Module 3 · Implementation

MAML + NequIP — Full Pipeline

We integrate Modules 1 and 2 into a complete meta-learning pipeline for protein force-field adaptation. The pipeline has four phases: meta-dataset construction, meta-training, task adaptation, and QM/MM integration.

3.1 Phase 0 — Meta-Dataset Construction

Define the task library \(\{\tau_i\}_{i=1}^N\). Each task is a distinct molecular microenvironment: a protein-fragment family, an amino acid in different protonation states, a cofactor-binding pocket, or a set of conformationally distinct scaffolds. For each task:

  1. Sample \(M_{\text{total}} \approx 200\) configurations from short classical MD at the target \(T\).
  2. Compute DFT energies and forces (ωB97X-D/6-311+G**) for all configurations.
  3. Split: 40 configs → support \(\mathcal{S}_i\); 160 configs → query \(\mathcal{Q}_i\).

3.2 Phase 1 — Meta-Training

# Meta-training loop for MAML-NequIP
import torch
from nequip.model import model_from_config
from learn2learn.algorithms import MAML

# Initialize NequIP model and wrap in MAML
base_model = model_from_config(config)           # NequIP config.yaml
maml = MAML(base_model, lr=1e-3, first_order=False)
meta_opt = torch.optim.AdamW(maml.parameters(), lr=5e-4)
scheduler = torch.optim.lr_scheduler.CosineAnnealingLR(
    meta_opt, T_max=500)

for epoch in range(500):                  # meta-epochs
    meta_loss = 0.0

    for task_batch in meta_dataloader:    # 8 tasks per batch
        for task in task_batch:
            learner = maml.clone()        # copy of θ for this task
            support, query = task

            # ── Inner loop (k = 5 adaptation steps) ──
            for _ in range(5):
                s_loss = energy_force_loss(learner, support)
                learner.adapt(s_loss)     # φᵢ ← φᵢ - α∇L(φᵢ; S)

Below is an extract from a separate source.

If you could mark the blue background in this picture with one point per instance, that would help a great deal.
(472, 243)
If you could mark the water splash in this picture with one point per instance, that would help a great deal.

            # ── Outer loss on query set ──
            meta_loss += energy_force_loss(learner, query)

    meta_opt.zero_grad()
    meta_loss.backward()                  # 2nd-order grad through inner loop
    torch.nn.utils.clip_grad_norm_(maml.parameters(), 1.0)
    meta_opt.step()
    scheduler.step()

# Save meta-initialisation θ*
torch.save(maml.state_dict(), 'theta_star.pt')

3.3 Phase 2 — Task Adaptation

Given a new protein system with \(n \ll N_{\text{standard}}\) QM reference configurations, adaptation proceeds in seconds:

# Load meta-initialisation
maml.load_state_dict(torch.load('theta_star.pt'))
learner = maml.clone()

# Adaptation support set (n = 20–50 DFT configs)
support_IFP = load_task_data('IFP_scaffold_support.xyz')

# Adapt: 1–10 gradient steps
for step in range(5):
    loss = energy_force_loss(learner, support_IFP)
    learner.adapt(loss)
    print(f"Step {step}: loss = {loss.item():.4f}")

# φ_IFP is now the adapted NNP for the IFP scaffold
phi_IFP = learner                         # ready for RPMD

3.4 Phase 3 — QM/MM Integration

The adapted NequIP potential serves as the MM region force field in a QM/MM calculation. The QM region (typically 10–50 atoms around the reactive site) is treated at DFT or DLPNO-CCSD(T) level. Interface: electrostatic embedding with link atoms at the QM/MM boundary.

QM region10–50 atomsωB97X-D/6-311+G**MM regionprotein scaffoldMAML-NequIP φ*link atomselectrostaticembeddingSolventTIP3P / implicit
QM/MM partitioning with MAML-NequIP as the MM force field. The QM region covers the reactive site; the adapted NequIP handles the protein scaffold at near-DFT accuracy.